Cincinnati-based P&G previously declared it aims to do “2,021 Acts of Good in 2021” in areas ranging from acts of kindness to racial justice to producing sustainable and environmentally sensitive products, where it faces some critics.

The CPG giant, one of the top advertisers in the world, also started P&G Good Everyday this year, a reward program for consumers who do the right thing in a variety of ways -- including washing  their clothes in Tide’s cold water variety.

P&G’s “It’s Our Home” announcement notes that  “in 2010 P&G made a commitment to have 70% of all washing machine loads be low-energy wash cycles by 2020. P&G reached that goal in 2019 and estimates that since 2015, the avoided emissions from U.S. consumers increasing their use of low-energy laundry cycles have been roughly 15 million metric tons of carbon dioxide.”

Many marketers are now crusading for causes in ways they wouldn’t have dreamed of just a few years ago -- but few companies  have  been more aggressively public about it than Procter & Gamble.

"Meaningful change starts at home, and P&G brands have a big role to play – by helping consumers live more sustainably with no tradeoffs in the superior performance they expect from our products,” said David Taylor, P&G chairman and CEO, in a statement.

Indeed, the new P&G study finds that nearly 80% of consumers expect brands to help them live a “more environmentally conscious lifestyle.”

Among the environmentally sensitive steps it’s taking include: “For every tree used to make Charmin toilet paper, at least two more are regrown.”  It pledges to plant one million trees by 2025 in areas hit by natural disasters.

That effort apparently hasn’t impressed some environmental critics.
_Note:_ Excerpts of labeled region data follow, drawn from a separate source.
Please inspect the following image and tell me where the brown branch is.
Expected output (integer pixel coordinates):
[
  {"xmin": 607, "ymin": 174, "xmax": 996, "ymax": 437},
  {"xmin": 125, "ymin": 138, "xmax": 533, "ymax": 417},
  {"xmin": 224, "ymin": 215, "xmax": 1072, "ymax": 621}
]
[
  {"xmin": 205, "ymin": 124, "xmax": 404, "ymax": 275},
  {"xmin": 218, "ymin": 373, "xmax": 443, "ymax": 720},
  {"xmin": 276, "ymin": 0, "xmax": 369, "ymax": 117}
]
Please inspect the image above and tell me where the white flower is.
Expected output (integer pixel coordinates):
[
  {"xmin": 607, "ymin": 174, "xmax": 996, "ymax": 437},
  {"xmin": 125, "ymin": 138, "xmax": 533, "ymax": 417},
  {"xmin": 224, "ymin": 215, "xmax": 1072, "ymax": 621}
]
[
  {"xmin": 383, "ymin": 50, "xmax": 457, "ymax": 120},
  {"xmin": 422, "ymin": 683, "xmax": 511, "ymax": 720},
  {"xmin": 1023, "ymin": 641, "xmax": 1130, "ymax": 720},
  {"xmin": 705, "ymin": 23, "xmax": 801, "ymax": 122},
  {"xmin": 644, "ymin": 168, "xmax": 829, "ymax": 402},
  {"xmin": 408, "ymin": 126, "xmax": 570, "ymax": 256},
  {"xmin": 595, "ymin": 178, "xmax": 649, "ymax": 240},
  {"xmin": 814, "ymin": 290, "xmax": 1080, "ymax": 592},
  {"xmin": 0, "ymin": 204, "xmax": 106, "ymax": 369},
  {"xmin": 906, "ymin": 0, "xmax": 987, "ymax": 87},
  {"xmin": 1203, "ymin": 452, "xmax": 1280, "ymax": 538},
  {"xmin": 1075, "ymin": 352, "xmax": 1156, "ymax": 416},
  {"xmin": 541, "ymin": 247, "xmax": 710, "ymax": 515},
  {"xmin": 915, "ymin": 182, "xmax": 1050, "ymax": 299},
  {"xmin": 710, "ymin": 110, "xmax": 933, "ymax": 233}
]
On March 31, the group Stand.earth demonstrated in the Cincinnati area, charging that “P&G is complicit in the destruction of the world’s critical primary forests — including in the boreal forest of Canada, where the company sources some of its fiber to make products like Charmin — and its supply chain issues are a reputational and financial threat to the company.”

At last year's annual company meeting, a surprising 67% of investors voted to request P&G “issue a report assessing if and how it could increase the scale, pace, and rigor of its efforts to eliminate deforestation and the degradation of intact forests in its supply chains.”